12. “What do you think?” is a great opening question

Being able to come up with insightful questions that can guide your team member to find the solution on their own is an amazing skill. However, in many cases, it’s fine to keep it simple and ask, “What do you think?” It doesn’t influence the person you’re talking to one way or another — you’re simply asking for their opinion. As a result, they won’t be concerned about providing the “wrong” answer, but instead, they’ll share their unbiased perspective, which may be an eye-opener for you and your team.

13. Decisions should be made as close to the problem as possible

Usually, upper management (e.g., C-level executives, VPs, and directors) has a great understanding of the company’s processes and challenges, which helps them make informed decisions. However, they can’t be expected to know every detail about their teams’ minute-to-minute activities. So, to make important decisions, they need to gather these details by speaking directly to team members who have a closer experience with the problems on hand. While this can be done, it’d require additional time, which is always a limited resource. That’s why Maxwell recommends delegating the decision-making process to team members who are as close to the problem as possible. Of course, they should also be encouraged to ask upper management for input, if necessary.

14. People who wait for one great opportunity often keep waiting

What’s the key for finding a great opportunity that has the potential to change your and your team’s careers, or even the entire organization? Some people may say that it’s all luck and timing. While some indeed get lucky, anyone can find more opportunities by putting themselves out there. The “do nothing” scenario won’t get you anywhere, but being willing to experiment and innovate has the potential to net you a big win.

15. Successful people practice daily

To achieve amazing results, successful leaders implement daily routines into their lives. They’re not doing anything completely unique; they simply have the discipline to commit to daily practice. So if you’re not there yet, the first step is to identify the daily practices that will help you achieve your goals, and then do them! And a general habit that Maxwell recommends is keeping a positive attitude.
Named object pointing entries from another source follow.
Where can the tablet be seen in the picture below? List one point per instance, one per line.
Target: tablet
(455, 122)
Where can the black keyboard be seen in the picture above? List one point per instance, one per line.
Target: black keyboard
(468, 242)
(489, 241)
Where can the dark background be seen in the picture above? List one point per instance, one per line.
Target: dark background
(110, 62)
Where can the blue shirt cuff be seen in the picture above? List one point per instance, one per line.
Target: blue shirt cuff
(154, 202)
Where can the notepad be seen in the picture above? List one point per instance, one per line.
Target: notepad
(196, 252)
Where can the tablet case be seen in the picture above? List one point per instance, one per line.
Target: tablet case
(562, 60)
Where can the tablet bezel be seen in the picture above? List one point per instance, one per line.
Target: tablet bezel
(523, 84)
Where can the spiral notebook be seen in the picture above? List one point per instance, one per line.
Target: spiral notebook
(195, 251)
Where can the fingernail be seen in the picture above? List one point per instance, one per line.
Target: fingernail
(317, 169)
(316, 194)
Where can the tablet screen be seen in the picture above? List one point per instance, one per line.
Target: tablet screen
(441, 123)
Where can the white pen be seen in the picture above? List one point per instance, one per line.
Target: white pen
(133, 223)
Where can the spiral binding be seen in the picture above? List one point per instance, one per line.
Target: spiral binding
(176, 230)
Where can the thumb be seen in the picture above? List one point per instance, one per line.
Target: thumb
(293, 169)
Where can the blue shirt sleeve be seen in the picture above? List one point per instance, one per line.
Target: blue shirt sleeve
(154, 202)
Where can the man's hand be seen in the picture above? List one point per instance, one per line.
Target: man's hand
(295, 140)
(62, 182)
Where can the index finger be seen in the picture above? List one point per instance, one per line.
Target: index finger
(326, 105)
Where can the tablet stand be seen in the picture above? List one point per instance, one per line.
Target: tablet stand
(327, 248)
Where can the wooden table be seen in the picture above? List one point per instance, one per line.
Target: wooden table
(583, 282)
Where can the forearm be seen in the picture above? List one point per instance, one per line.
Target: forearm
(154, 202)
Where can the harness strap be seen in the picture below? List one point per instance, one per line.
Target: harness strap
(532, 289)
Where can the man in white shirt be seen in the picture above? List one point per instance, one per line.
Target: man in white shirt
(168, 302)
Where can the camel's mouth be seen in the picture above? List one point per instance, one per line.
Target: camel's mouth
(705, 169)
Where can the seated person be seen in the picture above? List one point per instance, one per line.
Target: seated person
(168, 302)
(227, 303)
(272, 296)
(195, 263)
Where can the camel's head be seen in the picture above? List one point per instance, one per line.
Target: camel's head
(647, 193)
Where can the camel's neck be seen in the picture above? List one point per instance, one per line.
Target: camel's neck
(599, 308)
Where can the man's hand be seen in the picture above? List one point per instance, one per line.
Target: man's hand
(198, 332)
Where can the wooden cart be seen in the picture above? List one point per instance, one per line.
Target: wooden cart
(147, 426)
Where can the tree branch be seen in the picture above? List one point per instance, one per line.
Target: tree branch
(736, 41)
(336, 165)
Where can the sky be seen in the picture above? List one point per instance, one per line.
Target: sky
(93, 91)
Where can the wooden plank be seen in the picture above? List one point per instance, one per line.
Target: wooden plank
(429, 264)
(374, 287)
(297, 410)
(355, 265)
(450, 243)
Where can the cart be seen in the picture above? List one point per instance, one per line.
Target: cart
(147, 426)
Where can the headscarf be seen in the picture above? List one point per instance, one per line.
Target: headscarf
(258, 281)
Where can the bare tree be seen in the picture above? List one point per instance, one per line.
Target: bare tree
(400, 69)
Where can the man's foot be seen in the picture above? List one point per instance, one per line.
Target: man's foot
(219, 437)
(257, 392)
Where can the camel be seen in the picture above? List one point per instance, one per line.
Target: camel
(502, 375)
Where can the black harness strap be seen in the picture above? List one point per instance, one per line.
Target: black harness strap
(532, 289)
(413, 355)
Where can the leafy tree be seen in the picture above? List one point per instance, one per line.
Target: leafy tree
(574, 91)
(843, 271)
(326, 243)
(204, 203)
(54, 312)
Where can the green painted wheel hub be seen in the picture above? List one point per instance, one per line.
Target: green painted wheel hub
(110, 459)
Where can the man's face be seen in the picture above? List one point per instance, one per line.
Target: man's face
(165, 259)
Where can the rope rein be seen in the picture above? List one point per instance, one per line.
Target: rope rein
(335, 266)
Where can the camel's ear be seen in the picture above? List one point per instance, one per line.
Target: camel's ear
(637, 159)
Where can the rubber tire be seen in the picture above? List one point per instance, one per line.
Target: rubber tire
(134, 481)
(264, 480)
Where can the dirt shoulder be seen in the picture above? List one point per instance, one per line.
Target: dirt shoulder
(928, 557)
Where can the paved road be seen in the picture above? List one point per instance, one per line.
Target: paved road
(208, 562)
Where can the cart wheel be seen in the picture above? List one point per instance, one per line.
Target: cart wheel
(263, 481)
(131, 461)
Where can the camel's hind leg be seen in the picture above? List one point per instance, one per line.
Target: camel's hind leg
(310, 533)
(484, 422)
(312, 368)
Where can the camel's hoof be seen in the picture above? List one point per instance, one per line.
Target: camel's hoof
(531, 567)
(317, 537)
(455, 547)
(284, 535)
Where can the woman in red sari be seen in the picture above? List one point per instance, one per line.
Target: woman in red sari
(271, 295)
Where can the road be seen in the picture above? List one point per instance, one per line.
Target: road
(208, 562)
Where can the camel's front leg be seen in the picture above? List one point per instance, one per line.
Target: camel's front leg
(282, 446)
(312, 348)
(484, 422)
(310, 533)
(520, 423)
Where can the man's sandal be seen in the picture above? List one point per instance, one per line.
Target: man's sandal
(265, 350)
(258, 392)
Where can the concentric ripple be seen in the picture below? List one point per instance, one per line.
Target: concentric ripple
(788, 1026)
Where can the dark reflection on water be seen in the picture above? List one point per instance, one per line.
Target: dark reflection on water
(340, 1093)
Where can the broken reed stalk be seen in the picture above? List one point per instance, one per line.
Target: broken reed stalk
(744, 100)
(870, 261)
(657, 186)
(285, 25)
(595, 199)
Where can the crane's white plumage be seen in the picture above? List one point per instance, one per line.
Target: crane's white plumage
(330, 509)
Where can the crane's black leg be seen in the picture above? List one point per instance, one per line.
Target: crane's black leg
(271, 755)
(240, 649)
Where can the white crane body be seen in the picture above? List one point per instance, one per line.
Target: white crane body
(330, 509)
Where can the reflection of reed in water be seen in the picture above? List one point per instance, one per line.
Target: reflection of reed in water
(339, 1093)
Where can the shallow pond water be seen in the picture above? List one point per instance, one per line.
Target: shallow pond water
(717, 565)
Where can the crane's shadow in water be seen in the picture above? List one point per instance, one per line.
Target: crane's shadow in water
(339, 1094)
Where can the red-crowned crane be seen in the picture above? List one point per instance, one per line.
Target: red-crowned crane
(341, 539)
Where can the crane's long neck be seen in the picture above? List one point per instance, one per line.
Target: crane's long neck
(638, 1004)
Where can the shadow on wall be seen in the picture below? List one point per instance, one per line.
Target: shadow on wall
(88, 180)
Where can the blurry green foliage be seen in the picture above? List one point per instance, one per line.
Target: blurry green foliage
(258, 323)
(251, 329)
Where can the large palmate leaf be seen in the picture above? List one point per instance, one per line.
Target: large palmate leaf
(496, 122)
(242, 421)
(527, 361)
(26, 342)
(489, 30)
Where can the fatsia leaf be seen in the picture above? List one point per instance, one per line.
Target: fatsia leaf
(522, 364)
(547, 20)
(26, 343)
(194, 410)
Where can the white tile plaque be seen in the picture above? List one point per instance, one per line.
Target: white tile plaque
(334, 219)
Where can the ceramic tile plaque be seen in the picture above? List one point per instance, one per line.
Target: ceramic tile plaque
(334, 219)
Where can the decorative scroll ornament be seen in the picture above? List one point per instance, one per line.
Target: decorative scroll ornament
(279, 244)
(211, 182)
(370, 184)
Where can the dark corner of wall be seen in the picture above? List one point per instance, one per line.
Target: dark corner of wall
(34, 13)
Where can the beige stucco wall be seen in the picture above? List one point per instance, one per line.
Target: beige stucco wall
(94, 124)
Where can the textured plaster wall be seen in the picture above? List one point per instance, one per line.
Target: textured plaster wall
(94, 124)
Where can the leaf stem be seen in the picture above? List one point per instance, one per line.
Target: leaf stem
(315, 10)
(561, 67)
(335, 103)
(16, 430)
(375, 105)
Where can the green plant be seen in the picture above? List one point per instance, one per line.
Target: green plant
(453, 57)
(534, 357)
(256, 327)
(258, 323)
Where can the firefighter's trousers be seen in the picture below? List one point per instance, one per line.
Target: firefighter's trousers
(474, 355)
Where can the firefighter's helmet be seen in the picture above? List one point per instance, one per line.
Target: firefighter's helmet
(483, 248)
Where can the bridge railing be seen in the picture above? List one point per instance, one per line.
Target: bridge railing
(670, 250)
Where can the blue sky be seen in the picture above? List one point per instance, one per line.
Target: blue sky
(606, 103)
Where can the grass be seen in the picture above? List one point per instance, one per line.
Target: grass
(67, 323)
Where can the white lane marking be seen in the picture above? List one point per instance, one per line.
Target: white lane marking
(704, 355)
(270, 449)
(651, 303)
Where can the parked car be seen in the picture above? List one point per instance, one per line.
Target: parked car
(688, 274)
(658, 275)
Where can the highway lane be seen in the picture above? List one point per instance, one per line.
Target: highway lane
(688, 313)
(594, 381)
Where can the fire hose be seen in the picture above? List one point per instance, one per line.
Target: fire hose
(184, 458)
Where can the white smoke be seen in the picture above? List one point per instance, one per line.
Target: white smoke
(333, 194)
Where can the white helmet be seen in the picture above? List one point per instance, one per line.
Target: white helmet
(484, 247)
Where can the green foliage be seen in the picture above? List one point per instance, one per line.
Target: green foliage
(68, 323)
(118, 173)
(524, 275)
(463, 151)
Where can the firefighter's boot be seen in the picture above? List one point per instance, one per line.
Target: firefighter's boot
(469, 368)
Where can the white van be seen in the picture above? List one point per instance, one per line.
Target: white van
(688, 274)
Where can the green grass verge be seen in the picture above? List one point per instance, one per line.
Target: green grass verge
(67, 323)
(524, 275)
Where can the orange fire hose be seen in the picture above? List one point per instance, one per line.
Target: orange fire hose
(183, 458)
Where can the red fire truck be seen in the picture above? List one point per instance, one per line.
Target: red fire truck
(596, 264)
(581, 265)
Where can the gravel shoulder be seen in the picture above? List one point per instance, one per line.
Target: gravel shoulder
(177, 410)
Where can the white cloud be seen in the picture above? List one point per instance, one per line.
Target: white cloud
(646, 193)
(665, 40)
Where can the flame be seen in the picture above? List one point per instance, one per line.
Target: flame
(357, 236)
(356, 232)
16. You don’t need a title, position, or formal education to lead

Many people tend to associate leadership with a title. While it’s true that many leaders do have a title, not every person who has a title is a true leader. Maxwell states that leadership starts with influence, which in due turn is a choice. You can choose to care about people and try to positively influence them. And at that point, you’re already showing leadership material.

17. You either delegate tasks or dump them

Delegating is giving your team members tasks with a clear explanation of what needs to be done and how. It doesn’t mean that you need to provide detailed instructions within multiple pages of steps. But it does mean that you should be capable of performing the task yourself, and help out if needed. “Delegating” work that you don’t know how to do yourself (especially with a dismissive comment such as, “Figure it out”) is called dumping. Take into account your team’s skills and interests, which will guarantee high-quality work, since your team members will actually be passionate about them. Now, how do you figure out when it’s a good time to delegate? Maxwell provides a simple tip: If someone in your team can do the task at 80% of how you can do it, you shouldn’t be doing it yourself anymore.

18. It’s OK to operate in some uncertainty

In many books on management, we often encounter the idea that if you have 100% of the information, you’re already late. You need to decide internally what level of ambiguity (and risks associated with it) would be acceptable for you to operate in. What you can’t afford as a leader, though, is being unclear. You always need to be able to communicate to your team members why you chose that route, what they can expect, and that they have your full support.

I hope that this list of insights motivated you to read “Good Leaders Ask Great Questions” and learn even more valuable takeaways.